I really hope someone can help me with this. Purchased car drove a little over a week it just died one day never started again, cranks but won't start. Before this, I didn't have any issues with it besides some front end vibration that was getting worse. Replaced fuel pump thinking it was that. I have been told these codes won't cause a no start issue. Also has no pulse to the injectors for some reason. I took it to a shop they said it was the ecm cause it wasn't letting their computer read anything. They put a new ecm on, it started, ran like shit, they took it for a test drive, shut it off, car wouldn't start again, went back to throwing P2100 & P2101 codes ( throttle control motor relay circuit open & throttle actuator motor circuit range/performance) . I had another mechanic come out said my ecm is still good cause it's letting the scanner read the codes, he thinks it's the throttle body. All relays have been checked. At this point I don't know who to believe or know where to even begin. Help!


----------



## rogoman (Dec 16, 2004)

The following info was taken from the FSM for your vehicle. A lot of shops don't follow the FSMs or don't have them. With many of these shops, it's a guessing game (at your expense), especially when it comes to electronics. You can download a copy of the FSM from this web site: https://ownersmanuals2.com/. The section EC.PDF is the one you need to read.

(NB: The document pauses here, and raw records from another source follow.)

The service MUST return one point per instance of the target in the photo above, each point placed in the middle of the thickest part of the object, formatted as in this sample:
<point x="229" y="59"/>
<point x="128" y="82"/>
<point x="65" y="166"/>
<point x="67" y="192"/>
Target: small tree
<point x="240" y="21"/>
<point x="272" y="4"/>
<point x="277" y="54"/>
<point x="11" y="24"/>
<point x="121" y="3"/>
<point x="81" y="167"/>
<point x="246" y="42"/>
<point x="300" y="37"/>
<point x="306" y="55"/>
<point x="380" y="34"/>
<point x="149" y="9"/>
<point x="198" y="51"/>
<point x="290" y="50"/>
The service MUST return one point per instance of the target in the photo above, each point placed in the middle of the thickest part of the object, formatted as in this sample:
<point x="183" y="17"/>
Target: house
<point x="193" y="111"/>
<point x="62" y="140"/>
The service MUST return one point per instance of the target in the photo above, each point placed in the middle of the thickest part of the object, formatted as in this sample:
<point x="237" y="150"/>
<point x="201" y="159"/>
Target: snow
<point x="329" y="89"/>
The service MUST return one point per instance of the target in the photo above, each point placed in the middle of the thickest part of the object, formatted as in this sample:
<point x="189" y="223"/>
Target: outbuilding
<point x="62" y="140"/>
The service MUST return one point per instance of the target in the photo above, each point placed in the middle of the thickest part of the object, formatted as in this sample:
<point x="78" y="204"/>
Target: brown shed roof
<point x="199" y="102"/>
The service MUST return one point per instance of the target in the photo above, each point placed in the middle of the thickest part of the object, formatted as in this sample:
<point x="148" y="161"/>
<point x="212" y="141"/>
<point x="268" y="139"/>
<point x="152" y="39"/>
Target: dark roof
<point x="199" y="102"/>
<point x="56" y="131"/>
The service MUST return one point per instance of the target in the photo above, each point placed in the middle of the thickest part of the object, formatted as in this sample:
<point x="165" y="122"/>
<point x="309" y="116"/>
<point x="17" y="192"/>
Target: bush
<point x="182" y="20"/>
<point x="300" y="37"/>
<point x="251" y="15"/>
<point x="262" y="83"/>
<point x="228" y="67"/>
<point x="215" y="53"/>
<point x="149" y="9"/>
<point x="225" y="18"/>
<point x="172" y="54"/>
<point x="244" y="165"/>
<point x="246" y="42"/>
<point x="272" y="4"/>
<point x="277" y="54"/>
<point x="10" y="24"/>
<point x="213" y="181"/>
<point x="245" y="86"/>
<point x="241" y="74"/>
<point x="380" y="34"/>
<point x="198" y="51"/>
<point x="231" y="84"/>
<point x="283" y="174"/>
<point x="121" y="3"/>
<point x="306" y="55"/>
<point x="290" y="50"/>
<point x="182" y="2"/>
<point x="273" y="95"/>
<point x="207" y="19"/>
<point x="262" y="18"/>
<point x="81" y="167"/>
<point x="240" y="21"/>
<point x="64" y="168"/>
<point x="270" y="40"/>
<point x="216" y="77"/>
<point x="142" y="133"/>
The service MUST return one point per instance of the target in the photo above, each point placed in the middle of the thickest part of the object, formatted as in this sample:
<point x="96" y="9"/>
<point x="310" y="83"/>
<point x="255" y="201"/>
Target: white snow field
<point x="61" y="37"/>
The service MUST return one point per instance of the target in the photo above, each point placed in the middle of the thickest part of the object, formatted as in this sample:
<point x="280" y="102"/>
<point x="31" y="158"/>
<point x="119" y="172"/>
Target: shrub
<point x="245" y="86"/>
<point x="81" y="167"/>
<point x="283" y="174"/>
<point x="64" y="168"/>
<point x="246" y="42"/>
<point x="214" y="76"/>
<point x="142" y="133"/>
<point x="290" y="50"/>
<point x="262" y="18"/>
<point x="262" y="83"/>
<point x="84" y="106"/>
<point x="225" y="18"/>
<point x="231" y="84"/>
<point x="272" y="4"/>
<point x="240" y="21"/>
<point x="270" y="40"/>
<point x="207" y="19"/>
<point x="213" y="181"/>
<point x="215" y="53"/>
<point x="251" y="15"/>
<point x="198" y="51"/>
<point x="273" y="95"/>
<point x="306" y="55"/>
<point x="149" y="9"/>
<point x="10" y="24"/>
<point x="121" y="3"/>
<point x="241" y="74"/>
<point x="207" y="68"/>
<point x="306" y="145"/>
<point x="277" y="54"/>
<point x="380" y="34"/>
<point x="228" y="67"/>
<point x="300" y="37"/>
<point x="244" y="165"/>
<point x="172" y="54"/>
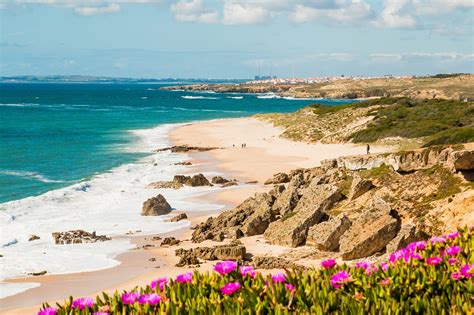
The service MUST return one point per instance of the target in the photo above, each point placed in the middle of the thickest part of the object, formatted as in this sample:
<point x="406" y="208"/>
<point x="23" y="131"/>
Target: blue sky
<point x="229" y="38"/>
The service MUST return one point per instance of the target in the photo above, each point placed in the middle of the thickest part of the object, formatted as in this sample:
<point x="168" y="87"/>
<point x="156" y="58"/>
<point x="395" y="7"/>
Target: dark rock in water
<point x="156" y="206"/>
<point x="183" y="163"/>
<point x="40" y="273"/>
<point x="33" y="238"/>
<point x="371" y="232"/>
<point x="186" y="148"/>
<point x="265" y="262"/>
<point x="77" y="237"/>
<point x="170" y="241"/>
<point x="232" y="251"/>
<point x="326" y="235"/>
<point x="179" y="217"/>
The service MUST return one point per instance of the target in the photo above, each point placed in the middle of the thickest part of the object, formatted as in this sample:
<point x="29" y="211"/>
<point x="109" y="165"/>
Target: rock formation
<point x="156" y="206"/>
<point x="77" y="237"/>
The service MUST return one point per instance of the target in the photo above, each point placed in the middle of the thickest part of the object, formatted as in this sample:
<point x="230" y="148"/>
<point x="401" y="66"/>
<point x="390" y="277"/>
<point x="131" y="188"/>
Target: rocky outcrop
<point x="405" y="236"/>
<point x="156" y="206"/>
<point x="170" y="241"/>
<point x="278" y="178"/>
<point x="371" y="232"/>
<point x="186" y="148"/>
<point x="326" y="235"/>
<point x="233" y="251"/>
<point x="359" y="187"/>
<point x="179" y="217"/>
<point x="78" y="237"/>
<point x="292" y="230"/>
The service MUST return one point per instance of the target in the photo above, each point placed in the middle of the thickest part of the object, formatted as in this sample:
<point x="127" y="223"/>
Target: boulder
<point x="326" y="235"/>
<point x="77" y="237"/>
<point x="406" y="235"/>
<point x="156" y="206"/>
<point x="179" y="217"/>
<point x="359" y="187"/>
<point x="292" y="229"/>
<point x="371" y="232"/>
<point x="33" y="238"/>
<point x="170" y="241"/>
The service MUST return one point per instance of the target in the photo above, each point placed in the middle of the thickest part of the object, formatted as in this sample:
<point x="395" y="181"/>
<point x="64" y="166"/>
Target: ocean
<point x="78" y="156"/>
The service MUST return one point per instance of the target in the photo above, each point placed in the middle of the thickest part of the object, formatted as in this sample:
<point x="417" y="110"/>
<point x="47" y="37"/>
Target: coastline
<point x="265" y="155"/>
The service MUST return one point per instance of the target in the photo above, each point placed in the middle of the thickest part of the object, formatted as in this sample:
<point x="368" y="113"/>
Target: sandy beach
<point x="265" y="154"/>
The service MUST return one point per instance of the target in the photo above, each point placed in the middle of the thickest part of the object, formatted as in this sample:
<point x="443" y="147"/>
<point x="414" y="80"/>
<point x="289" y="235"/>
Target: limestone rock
<point x="371" y="232"/>
<point x="156" y="206"/>
<point x="179" y="217"/>
<point x="359" y="187"/>
<point x="406" y="235"/>
<point x="326" y="235"/>
<point x="77" y="237"/>
<point x="292" y="230"/>
<point x="170" y="241"/>
<point x="33" y="238"/>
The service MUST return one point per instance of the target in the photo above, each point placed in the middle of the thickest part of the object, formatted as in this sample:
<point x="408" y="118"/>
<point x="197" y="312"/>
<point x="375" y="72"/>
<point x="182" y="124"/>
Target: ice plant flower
<point x="225" y="267"/>
<point x="453" y="250"/>
<point x="82" y="303"/>
<point x="129" y="298"/>
<point x="328" y="264"/>
<point x="433" y="261"/>
<point x="278" y="278"/>
<point x="247" y="270"/>
<point x="160" y="283"/>
<point x="338" y="279"/>
<point x="150" y="299"/>
<point x="185" y="277"/>
<point x="467" y="271"/>
<point x="48" y="311"/>
<point x="230" y="288"/>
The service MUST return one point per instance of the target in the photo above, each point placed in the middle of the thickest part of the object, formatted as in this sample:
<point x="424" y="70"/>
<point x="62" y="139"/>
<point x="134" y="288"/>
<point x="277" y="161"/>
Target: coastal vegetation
<point x="424" y="122"/>
<point x="433" y="276"/>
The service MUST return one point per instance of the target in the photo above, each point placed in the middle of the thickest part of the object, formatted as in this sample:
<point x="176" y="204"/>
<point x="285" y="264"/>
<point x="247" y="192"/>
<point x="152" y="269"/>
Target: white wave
<point x="268" y="96"/>
<point x="31" y="175"/>
<point x="190" y="97"/>
<point x="109" y="203"/>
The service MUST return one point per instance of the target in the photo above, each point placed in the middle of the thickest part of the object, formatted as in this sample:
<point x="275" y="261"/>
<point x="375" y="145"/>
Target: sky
<point x="234" y="38"/>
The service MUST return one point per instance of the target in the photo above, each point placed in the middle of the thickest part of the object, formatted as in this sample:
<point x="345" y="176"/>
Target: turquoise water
<point x="53" y="135"/>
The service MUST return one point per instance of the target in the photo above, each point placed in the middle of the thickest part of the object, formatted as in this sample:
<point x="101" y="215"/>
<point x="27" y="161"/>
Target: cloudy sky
<point x="230" y="38"/>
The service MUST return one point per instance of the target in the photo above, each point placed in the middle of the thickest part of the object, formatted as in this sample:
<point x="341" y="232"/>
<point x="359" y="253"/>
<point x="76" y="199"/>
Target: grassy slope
<point x="432" y="121"/>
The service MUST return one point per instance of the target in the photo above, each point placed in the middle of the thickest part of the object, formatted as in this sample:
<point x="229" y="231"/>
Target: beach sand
<point x="264" y="155"/>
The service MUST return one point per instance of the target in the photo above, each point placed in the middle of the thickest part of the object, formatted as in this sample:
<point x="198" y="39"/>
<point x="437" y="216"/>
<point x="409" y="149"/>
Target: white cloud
<point x="193" y="11"/>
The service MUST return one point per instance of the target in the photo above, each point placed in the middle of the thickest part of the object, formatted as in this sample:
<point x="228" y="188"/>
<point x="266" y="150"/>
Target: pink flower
<point x="328" y="264"/>
<point x="453" y="250"/>
<point x="82" y="303"/>
<point x="453" y="235"/>
<point x="467" y="271"/>
<point x="48" y="311"/>
<point x="225" y="267"/>
<point x="230" y="288"/>
<point x="185" y="277"/>
<point x="456" y="275"/>
<point x="160" y="283"/>
<point x="438" y="239"/>
<point x="338" y="279"/>
<point x="247" y="270"/>
<point x="278" y="278"/>
<point x="151" y="299"/>
<point x="433" y="261"/>
<point x="129" y="298"/>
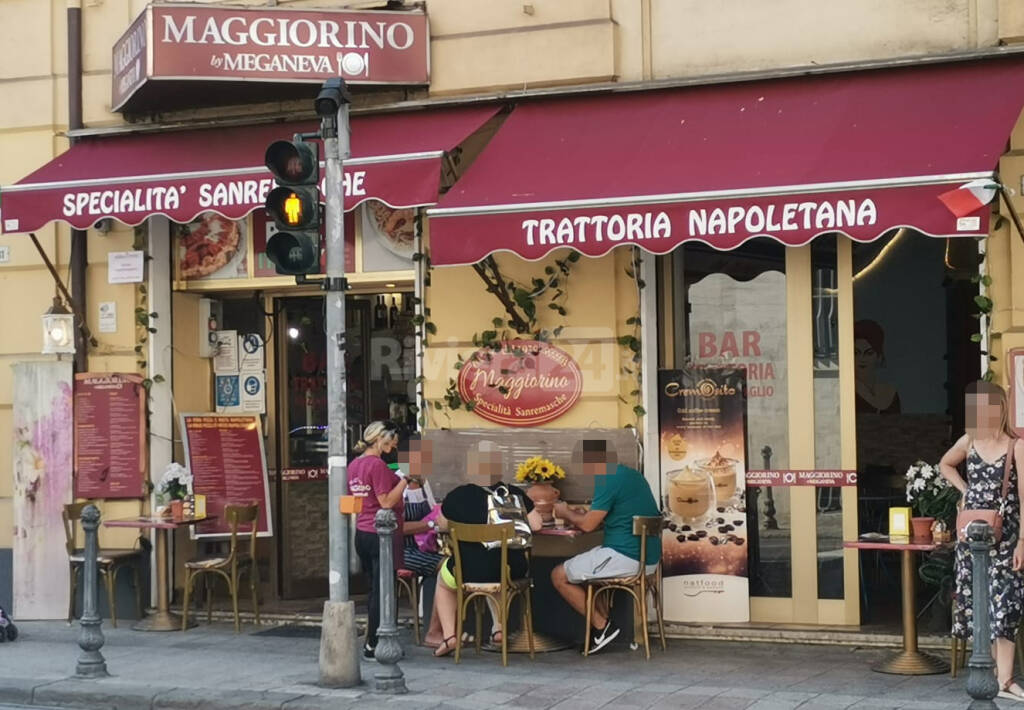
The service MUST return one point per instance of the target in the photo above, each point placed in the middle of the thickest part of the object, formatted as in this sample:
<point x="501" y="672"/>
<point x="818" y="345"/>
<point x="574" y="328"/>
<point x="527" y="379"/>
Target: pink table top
<point x="155" y="521"/>
<point x="564" y="532"/>
<point x="895" y="546"/>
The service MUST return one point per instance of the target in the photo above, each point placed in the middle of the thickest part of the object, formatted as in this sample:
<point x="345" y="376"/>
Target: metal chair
<point x="502" y="592"/>
<point x="637" y="586"/>
<point x="110" y="562"/>
<point x="409" y="582"/>
<point x="237" y="562"/>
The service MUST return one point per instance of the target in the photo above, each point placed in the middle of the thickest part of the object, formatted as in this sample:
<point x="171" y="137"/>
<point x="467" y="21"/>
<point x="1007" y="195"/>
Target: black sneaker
<point x="599" y="639"/>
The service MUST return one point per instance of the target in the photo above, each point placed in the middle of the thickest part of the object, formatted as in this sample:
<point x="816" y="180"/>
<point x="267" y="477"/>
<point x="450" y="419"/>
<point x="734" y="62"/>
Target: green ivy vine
<point x="632" y="345"/>
<point x="985" y="305"/>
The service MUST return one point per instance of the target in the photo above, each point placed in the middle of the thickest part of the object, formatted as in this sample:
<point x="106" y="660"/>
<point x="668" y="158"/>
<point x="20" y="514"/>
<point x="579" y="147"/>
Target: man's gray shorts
<point x="601" y="562"/>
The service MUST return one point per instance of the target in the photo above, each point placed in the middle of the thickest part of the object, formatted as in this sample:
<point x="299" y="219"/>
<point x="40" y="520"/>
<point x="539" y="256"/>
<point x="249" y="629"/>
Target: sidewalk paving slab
<point x="212" y="668"/>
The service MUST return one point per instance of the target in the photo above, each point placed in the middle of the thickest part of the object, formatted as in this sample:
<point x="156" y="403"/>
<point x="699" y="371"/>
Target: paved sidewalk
<point x="212" y="668"/>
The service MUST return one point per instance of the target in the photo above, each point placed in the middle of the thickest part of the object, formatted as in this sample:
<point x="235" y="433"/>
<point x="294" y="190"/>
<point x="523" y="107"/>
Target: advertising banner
<point x="110" y="435"/>
<point x="702" y="413"/>
<point x="225" y="456"/>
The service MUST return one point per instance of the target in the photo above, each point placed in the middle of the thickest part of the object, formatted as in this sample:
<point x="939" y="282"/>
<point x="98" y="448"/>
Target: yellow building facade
<point x="496" y="53"/>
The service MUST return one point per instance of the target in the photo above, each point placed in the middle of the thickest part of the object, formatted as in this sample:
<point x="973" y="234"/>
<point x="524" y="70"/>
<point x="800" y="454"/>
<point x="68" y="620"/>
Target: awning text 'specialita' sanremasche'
<point x="395" y="158"/>
<point x="857" y="153"/>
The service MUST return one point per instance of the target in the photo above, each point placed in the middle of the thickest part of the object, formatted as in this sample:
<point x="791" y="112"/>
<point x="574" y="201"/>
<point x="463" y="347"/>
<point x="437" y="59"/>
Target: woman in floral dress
<point x="984" y="447"/>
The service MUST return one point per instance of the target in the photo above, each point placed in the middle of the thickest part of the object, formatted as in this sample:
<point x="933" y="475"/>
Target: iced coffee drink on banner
<point x="723" y="472"/>
<point x="691" y="494"/>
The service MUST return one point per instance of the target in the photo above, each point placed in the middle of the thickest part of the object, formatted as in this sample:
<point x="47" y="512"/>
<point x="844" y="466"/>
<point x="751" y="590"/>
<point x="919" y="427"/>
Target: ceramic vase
<point x="544" y="496"/>
<point x="921" y="529"/>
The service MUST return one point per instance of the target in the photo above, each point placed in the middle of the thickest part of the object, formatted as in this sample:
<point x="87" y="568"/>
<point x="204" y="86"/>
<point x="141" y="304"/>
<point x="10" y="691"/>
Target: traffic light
<point x="294" y="206"/>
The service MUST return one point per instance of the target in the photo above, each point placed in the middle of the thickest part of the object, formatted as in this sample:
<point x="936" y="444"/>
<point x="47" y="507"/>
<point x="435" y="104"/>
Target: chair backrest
<point x="646" y="527"/>
<point x="72" y="514"/>
<point x="241" y="515"/>
<point x="466" y="532"/>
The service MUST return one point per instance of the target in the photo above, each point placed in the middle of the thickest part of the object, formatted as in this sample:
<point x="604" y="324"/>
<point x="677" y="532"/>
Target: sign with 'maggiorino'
<point x="524" y="383"/>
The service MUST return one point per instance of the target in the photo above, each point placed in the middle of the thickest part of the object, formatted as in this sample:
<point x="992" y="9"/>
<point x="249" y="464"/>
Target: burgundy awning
<point x="395" y="159"/>
<point x="858" y="153"/>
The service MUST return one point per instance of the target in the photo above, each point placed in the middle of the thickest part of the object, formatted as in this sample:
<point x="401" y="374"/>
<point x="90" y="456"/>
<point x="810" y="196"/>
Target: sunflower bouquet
<point x="538" y="469"/>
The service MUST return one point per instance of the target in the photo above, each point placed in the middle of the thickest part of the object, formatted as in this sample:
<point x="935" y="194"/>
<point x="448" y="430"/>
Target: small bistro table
<point x="549" y="544"/>
<point x="909" y="661"/>
<point x="163" y="620"/>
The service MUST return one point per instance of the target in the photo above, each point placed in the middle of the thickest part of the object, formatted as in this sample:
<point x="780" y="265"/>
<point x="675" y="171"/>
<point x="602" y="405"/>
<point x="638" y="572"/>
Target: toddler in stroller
<point x="8" y="631"/>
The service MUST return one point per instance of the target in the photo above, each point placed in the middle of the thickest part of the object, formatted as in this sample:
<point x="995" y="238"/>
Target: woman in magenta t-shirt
<point x="370" y="478"/>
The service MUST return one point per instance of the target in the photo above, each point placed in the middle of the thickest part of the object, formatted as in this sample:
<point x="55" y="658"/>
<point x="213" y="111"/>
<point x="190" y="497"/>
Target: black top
<point x="469" y="504"/>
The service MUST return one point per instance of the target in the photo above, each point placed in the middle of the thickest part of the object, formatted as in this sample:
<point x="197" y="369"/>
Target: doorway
<point x="380" y="366"/>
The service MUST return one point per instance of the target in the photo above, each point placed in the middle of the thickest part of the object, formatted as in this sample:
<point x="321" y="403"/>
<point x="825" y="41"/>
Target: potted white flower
<point x="175" y="484"/>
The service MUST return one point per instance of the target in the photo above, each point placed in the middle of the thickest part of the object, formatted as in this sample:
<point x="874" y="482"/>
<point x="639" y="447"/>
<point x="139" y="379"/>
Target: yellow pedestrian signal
<point x="293" y="209"/>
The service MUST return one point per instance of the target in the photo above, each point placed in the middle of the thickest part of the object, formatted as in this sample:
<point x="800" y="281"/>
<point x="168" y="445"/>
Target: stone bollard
<point x="981" y="682"/>
<point x="90" y="663"/>
<point x="389" y="678"/>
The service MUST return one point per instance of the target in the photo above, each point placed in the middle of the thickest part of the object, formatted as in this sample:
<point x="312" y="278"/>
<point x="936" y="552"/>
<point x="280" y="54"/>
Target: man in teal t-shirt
<point x="620" y="493"/>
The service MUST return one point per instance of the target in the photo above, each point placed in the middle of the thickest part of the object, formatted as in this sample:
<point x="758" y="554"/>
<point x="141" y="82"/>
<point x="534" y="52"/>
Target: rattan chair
<point x="237" y="562"/>
<point x="409" y="582"/>
<point x="503" y="592"/>
<point x="110" y="562"/>
<point x="637" y="586"/>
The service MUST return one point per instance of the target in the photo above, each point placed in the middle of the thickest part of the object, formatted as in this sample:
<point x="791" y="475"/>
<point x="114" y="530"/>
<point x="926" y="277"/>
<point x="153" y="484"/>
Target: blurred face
<point x="594" y="459"/>
<point x="420" y="457"/>
<point x="984" y="413"/>
<point x="865" y="359"/>
<point x="485" y="465"/>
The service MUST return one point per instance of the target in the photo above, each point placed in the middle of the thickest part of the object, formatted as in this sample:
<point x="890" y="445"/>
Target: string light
<point x="881" y="255"/>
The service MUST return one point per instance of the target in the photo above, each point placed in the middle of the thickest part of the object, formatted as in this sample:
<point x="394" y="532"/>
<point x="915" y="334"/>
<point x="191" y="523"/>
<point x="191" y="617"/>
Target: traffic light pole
<point x="339" y="660"/>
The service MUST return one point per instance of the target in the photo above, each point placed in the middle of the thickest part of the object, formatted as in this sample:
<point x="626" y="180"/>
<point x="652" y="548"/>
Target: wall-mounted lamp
<point x="58" y="329"/>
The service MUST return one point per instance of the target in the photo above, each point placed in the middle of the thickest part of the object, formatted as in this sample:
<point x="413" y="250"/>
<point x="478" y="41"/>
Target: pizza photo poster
<point x="702" y="453"/>
<point x="388" y="237"/>
<point x="211" y="247"/>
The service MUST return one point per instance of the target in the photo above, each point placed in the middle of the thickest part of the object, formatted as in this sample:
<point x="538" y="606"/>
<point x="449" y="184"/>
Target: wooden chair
<point x="503" y="592"/>
<point x="410" y="582"/>
<point x="110" y="562"/>
<point x="637" y="586"/>
<point x="237" y="562"/>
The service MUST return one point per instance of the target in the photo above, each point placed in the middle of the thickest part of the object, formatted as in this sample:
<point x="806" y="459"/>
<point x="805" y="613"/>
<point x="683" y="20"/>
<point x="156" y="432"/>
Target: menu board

Here are the possible causes for the P2100/P2101 fault codes:

DTC P2100
● Harness or connectors (Throttle control motor relay circuit may be open). The ECM detects a voltage for throttle control motor is excessively low. Check the connectors to make sure they are tight; check for any oxidation on the harness pins.
● The throttle control motor relay is defective.

DTC P2101
● Harness or connectors (Throttle control motor circuit is open or shorted). Check the connectors to make sure they are tight; check for any oxidation on the harness pins.
● The electric throttle control actuator is defective. After replacing the electric throttle control actuator, perform the "Throttle Valve Closed Position Learning" and the "Idle Air Volume Learning" procedures which are described in the FSM.


----------



## nightbreed797 (Mar 29, 2021)

rogoman said:


> The following info was taken from the FSM for your vehicle. A lot of shops don't follow the FSMs or don't have them. With many of these shops, it's a guessing game (at your expense), especially when it comes to electronics. You can download a copy of the FSM from this web site: Owner's Manuals. The section EC.PDF is the one you need to read.
> 
> Here are the possible causes for the P2100/P2101 fault codes:
> 
> ...


i joined this group just to say rogoman you are awesome thaks for the download


----------



## rogoman (Dec 16, 2004)

nightbreed797 said:


> i joined this group just to say rogoman you are awesome thaks for the download


Glad to help!


----------



## NVNissan (Aug 10, 2021)

rogoman said:


> The following info was taken from the FSM for your vehicle. A lot of shops don't follow the FSMs or don't have them. With many of these shops, it's a guessing game (at your expense), especially when it comes to electronics. You can download a copy of the FSM from this web site: Owner's Manuals. The section EC.PDF is the one you need to read.
> 
> Here are the possible causes for the P2100/P2101 fault codes:
> 
> ...


----------



## NVNissan (Aug 10, 2021)

Has anyone ran across a p2103code?


----------